06. Module 04 Review — Causal Attention & Coding¶

Focus: causal masking, Q/K/V projections, multi-head attention, KV cache, and full transformer-block shape fluency.

Review loop¶

Re-answer the self-check questions in 01_weekly_plan.md from memory.
Re-read the failure-fix chain and shape walk in 02_explainer.md.
Use 04_daily_recall.md aloud, not silently.
Review 05_hands_on_lab.md and identify one bug you can now debug confidently.

Reflection¶

Which part of causal attention now feels mechanical instead of magical?
Where do you still hesitate: mask orientation, head reshaping, or cache mechanics?
Can you explain prefill versus decode without hand-waving?
What should feel automatic before Module 05 begins?

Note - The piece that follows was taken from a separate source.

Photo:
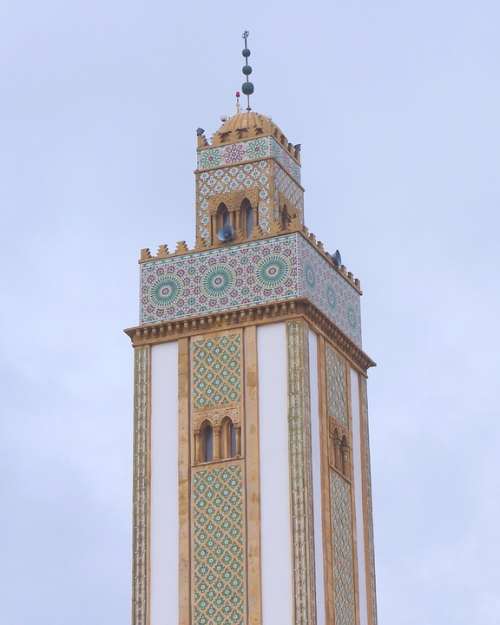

Foundation-gap audit before Module 05¶

You should be able to do each of these without notes:

write scaled dot-product attention from scratch
draw the causal mask for any T
explain why masking happens before softmax
derive Q, K, and V from X [B, T, D]
split and merge heads while preserving shape correctness
explain what W_O does after concatenation
describe KV cache shapes and append logic
walk through one transformer block from embeddings to logits

If two or more bullets still feel weak, revisit 02_explainer.md before moving on.

Rapid-fire checkpoint¶

Conceptual¶

Why is future leakage such a dangerous silent bug?
What is the exact role difference between keys and values?
Why does multi-head attention help more than one giant head?
Why is sqrt(d_head) the right scaling term?
What trade-off does KV cache introduce?

Applied¶

Write the mask broadcasting shape for batched multi-head attention.
Given d_model = 768 and num_heads = 12, what is d_head?
State the shapes of scores, weights, and merged output.
Explain one reason cached decode and naive decode might disagree.
Walk through the attention block on a whiteboard.

Completion gate¶

[ ] Weekly plan completed
[ ] Narrative explainer fully read
[ ] Assignment shipped
[ ] Shape walk can be done from memory
[ ] Ready to move to Module 05

Bridge forward¶

Next module — 05_llm_training_pipeline — covers how these transformer blocks get trained at scale: pretraining, SFT, RLHF, and the full pipeline from raw text to deployed model.